現代人の暮らしが”バグ”る「虫村(バグソン)」に行ってみた! 不動産×テクノロジーの第一人者が、山奥に貨幣経済外の集落をつくる理由って? 神奈川県相模原市・藤野
中村さん自身、小学受験と中学受験を経験しました。妻も同様に、中学受験を経験してきたそう。それでも、ともに「自分たちの受けた教育で本当にいいんだっけ?」という疑問が、すべての出発点だったといいます。AIが普及するであろう将来、問題も答えも、より複雑になります。今の教育で対処する力が養われるのか、さらに自分たちの働き方や暮らし方、これからの社会のあり方を考えるうちに、自然と耳に入ってきたのが「藤野」という地名でした。
山の風景。稜線が美しく、移り変わる空の色、風など、「たくさんのものをもらっている」と中村さん。

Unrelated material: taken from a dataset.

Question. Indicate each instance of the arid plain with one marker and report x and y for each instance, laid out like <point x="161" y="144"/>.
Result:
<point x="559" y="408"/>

「仲のよいデザイナーさんが藤野で暮らしている、都心まで通勤している人もいる、藤野はおもしろい……という話をいろんな人からちらりちらりと聞くようになって。そのうち、シュタイナー学園があることを知り、子どもにもよさそうだ、と。移住先の候補として検討するようなりました」(中村さん)
サウナもつくりました。
大切なのは子ども自身からの生まれる「意欲」。デジタル機器を減らした子育て
藤野とは、神奈川県相模原市緑区にある、旧藤野町のこと。中央線本線が通っており、新宿や東京までも1本で、1時間ほどでアクセスできます。藤野町は戦中に芸術家やアーティストが疎開して住んでいたこともあり、現在も多数の画家や陶芸家、クラフトマンやアーティストが暮らす芸術の町として知られています。
ドアノッカーも地元の作家さん作。
また、独自性の高い教育で知られる「シュタイナー学園」(私立小・中・高一貫校)、持続可能な農業や人と自然が共に豊かになるような関係を築いていくための発信を行う「パーマカルチャー・センター・ジャパン」などがあり、「次の暮らし」「したい暮らし」を求めて来る人が多く、単なる「田舎」ではない暮らしができるとあって、静かに人気を集めています。 「移住先としては自然が豊かな地域を候補として考えていました。たとえば、教育環境が整っているという逗子なども見学しましたが、自分たちにとって最もおもしろそうな変化が起きそうなのは藤野だろうということで、最終的にこのまちに決めました」とその決断を振り返ります。